According to reports from Capitol Hill, the three were chosen by House Speaker Dennis Hastert on the basis of their loyalty. They replaced members who angered the speaker for three rebukes of ethically challenged House Majority Leader Tom DeLay. Ousted Chairman Joel Hefley has described the committee shakeup as a "purge," which reportedly may extend to zealous Ethics Committee staff members as well.

The new lineup includes Washington Rep. Richard "Doc" Hastings, a Hastert lieutenant who presided over the infamous three-hour vote tally during which Mr. DeLay muscled members into passing the 2003 Medicare bill, and fellow Republicans Lamar Smith of Texas and Tom Cole of Oklahoma, both of whom have contributed to Mr. DeLay's defense fund. Call them cynical, but prognosticators inside the House and out expect the newly fashioned Ethics Committee to be far less fussy about infractions of House rules than its predecessor.

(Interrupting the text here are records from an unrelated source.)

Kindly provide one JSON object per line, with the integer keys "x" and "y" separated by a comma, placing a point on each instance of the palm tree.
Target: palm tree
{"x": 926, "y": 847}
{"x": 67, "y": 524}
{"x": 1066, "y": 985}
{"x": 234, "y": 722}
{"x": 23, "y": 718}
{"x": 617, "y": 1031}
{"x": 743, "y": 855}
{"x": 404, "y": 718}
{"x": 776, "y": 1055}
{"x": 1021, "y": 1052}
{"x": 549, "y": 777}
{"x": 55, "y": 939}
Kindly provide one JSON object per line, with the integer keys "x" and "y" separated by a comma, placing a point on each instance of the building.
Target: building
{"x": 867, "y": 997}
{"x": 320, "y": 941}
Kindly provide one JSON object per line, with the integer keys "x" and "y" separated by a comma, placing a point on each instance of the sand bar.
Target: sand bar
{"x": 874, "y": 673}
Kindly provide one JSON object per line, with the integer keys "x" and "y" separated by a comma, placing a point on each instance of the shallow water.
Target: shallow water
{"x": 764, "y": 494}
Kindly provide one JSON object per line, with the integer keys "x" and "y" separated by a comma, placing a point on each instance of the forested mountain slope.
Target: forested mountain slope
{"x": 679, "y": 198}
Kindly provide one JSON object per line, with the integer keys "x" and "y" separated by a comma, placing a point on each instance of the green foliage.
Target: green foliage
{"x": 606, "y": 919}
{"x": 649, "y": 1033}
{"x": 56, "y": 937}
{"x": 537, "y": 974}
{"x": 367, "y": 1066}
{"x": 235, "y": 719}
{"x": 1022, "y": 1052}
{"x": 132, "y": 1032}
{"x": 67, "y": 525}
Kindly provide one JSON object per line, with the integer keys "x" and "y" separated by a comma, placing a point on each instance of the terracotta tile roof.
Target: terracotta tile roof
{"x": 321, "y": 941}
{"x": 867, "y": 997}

All Mr. Hastings and his colleagues have to do to get out from under these low expectations is to prove their critics wrong. They can restore the integrity of the House and save Mr. Hastert from himself by demonstrating that the panel, which is evenly divided between Republicans and Democrats, won't toady to anybody.

The fate of Mr. Hefley cautions against any display of backbone, however.

The Colorado congressman wasn't exactly spoiling for a fight with the Republican leadership. The House Ethics Committee under his leadership stalled for months as charges continued to build against Mr. DeLay, who is under grand jury investigation in Texas for alleged campaign finance violations related to his heavy-handed machinations in a redistricting maneuver that succeeded in snatching the seats of several Democratic House members out from under them.

After two of Mr. DeLay's cronies were indicted in the probe, and an ousted Democrat filed a complaint, Mr. Hefley was confronted with a scandal he could no longer ignore. Even then, the admonishments were so mild that Mr. DeLay tried to characterize them as vindication.

No matter, Mr. Hefley had to be punished because he dared to show some independence.

If Mr. Hastings and his new crew buckle under to the same sort of pressure, they might as well disband the Ethics Committee, end the charade and scurry back into their mouse hole.